Day By Day

Comments

  • Ed

    Sam therapy whips O care anytime.

  • Timothy

    Best medical advice I’ve heard in a long time! Zed’s face shocked me almost as bad as the roll-over! I like one of yesterday’s comments too, I echo; ” Helllloooooo Nurse! “. 🙂

    • Grunt GI

      Nurse Goodbody there is looking pretty fine.

  • WayneM

    There now… that’ll mend ya, Zed!

  • Bill G

    Hands-on therapy can work wonders.

  • Grunt GI

    What was that song about sexual healing? Bet that’s now on Zeds iPod!
    Seriously, when did the hippies of Woodstock- free love, free sex, if it feels good do it, become such a bunch of prudes..”every guys a potential rapist.”
    False rape hysteria and statistics….I mean how did that happen?

    • Iconoclast

      Uh, since this old fart was there, I may have some qualifications to address the question. 1) Herpes; 2) AIDS; 3) Women, in particular the more vocal feminist / lesbian types, went from embracing equality which included sexual aggressiveness to distrusting / detesting males and 4) the increased ‘tolerance’ for & practice of abnormal sexual behaviors / ‘life styles,’ most commonly male & female homosexuality.

      • steveb919

        AMEN BROTHER

    • I was there too. The hippies were all “Do your own thing” only if your thing was “Turn on, tune in, drop out.” Anyone like me, nerd/Eagle Scout, caught grief for “selling out to The Man.”

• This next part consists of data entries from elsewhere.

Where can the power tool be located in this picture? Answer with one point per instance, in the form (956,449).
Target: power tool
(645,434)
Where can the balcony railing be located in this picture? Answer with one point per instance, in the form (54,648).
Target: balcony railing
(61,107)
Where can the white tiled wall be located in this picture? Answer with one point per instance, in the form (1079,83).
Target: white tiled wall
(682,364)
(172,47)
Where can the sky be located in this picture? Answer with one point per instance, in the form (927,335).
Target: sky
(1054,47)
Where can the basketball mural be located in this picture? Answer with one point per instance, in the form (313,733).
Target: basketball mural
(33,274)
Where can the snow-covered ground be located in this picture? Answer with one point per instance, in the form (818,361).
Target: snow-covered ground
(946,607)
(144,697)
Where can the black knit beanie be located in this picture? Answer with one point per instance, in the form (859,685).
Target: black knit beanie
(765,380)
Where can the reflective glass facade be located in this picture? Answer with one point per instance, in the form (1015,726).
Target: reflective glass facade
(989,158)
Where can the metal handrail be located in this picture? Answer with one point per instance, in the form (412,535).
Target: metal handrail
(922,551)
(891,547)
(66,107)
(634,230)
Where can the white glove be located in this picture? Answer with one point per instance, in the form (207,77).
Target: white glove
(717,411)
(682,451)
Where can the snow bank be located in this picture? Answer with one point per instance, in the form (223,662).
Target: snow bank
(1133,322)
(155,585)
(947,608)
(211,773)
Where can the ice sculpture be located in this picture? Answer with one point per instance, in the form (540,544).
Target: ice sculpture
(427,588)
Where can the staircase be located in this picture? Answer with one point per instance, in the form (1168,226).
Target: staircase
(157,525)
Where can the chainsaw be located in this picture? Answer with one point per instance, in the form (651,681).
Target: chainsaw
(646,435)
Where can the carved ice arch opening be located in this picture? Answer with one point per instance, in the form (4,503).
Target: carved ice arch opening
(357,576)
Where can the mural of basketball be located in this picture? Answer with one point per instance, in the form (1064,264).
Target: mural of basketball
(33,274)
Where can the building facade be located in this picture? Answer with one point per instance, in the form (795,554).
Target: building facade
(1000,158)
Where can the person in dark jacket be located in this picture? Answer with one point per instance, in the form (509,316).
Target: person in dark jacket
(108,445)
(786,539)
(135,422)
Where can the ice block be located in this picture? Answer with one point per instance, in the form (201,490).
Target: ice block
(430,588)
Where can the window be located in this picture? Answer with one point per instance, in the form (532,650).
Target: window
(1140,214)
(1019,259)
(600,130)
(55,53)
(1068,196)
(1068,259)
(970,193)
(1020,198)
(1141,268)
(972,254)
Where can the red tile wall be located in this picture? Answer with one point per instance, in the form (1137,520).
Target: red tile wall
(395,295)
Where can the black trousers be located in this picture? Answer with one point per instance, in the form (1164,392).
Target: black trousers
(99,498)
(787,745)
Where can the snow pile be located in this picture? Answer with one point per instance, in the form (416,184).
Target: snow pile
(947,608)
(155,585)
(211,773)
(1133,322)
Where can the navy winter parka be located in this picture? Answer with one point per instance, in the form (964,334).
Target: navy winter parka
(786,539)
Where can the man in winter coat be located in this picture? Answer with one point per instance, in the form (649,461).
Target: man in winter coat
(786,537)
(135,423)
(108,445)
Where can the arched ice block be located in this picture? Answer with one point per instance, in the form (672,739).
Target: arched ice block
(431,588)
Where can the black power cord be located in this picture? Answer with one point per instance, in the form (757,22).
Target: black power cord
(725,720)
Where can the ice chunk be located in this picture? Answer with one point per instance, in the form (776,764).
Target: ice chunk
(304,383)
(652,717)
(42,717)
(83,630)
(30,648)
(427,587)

      Hippies didn’t sell out to The Man, they became The Man.

    • interventor

      During Woodstock, I was going thru the infiltration course at basic training.

      • Thank you for your service during a time when thanks were few and far between. The fact that we should not have been sending our boys to their slaughter there was irrelevant to their sacrifice.

        Good thing we learned that lesson. (sarc)

      • gruundehn

        I was in Air Force Basic Training at the time. Due to a serious lack of outside information I didn’t learn too much about it until later.

  • Zed is one blessed dude. Enough said.

  • rickn8or

    WayneM, it’s like chicken soup… “It coudn’t hoit!”

    • WayneM

      Yup! Good fer what ails ya!

  • Big Jim

    Bless the Doc. The busybody can piss off.

  • formwiz

    I hope the light fixture on the ceiling can stand about 300 pounds swinging from it.

  • Wiki:

    Muscle memory…a form of procedural memory that involves consolidating a specific motor task into memory through repetition.

    Never forget.

  • Boobie the Rocket Dog

    Chris, you sure can draw the redheads.

  • Swansonic

    The best type of physical therapy – repeat often.

    They’ll have to change the dressings after the dressings are removed….

  • Pamela

    hmm *starts counting on fingers*

  • bill

    What treatment code is that? Inquiring minds want to know for future reference……

    What?! No Candy Striper outfit?!?

    • Kinkyyyyy…

  • Last frame. Doctor comment. Spot on.

  • NotYetInACamp

    Parts is not just parts. Much more.

    .

    Nice truck.

    Good doc.

  • Grape

    Treating the whole patient, not just part. He gets it; she gets it. Obviously he is up for it.

    Intense treatment and speedy recovery.

  • Grape

    Chris – Will there be a climax to this?

  • Okay, even Sam can’t keep it up (heh) forever, so back to harsh reality…

    Why the heck is the ol’ Ford parked in the middle of the entrance?
    Why the heck as somebody asked yesterday hasn’t the ol’ Ford been towed?
    Why the heck did they drive themselves in that sweet but rough ol’ Ford?
    Where the heck is that hospital, it’s gotta be miles ‘n miles from home?
    Where the heck is the family support group?
    Why the heck am I worried about this stuff when there’s monkey bidness?

  • B Woodman

    At least SOMETHING still works on Zed’s old broken (but healing) body. And Sam is glad of it, and willing to exercise it as well.

    And Nurse Ratched is wrong, and the Doctor is right.

  • Whole new meaning to “Intensive care.”

    Lay off the nurse. She’s young, the Doc’s experienced.

  • steveb919

    How do you get a picture by your name?

    • The question is, why WOULD you put your picture by your name if you look like Larry or me? Folks can see my ugly mug if they click the name link, but be forewarned, it ain’t pretty.

      Now Pamela has the right idea: she might be positively Hillaryesque in meatspace (joking Pam, your intellect and outlook alone prevent that), but avatar Pamela is HOT! And ya’ll can just forget what’s on your minds, Pamatar and Pawnatar (who happens to look amazingly like a slightly older and less banged-up Zed) have a platonic date already for the DD grand opening, if everybody ever gets healed up, on the same page, and gets cooking.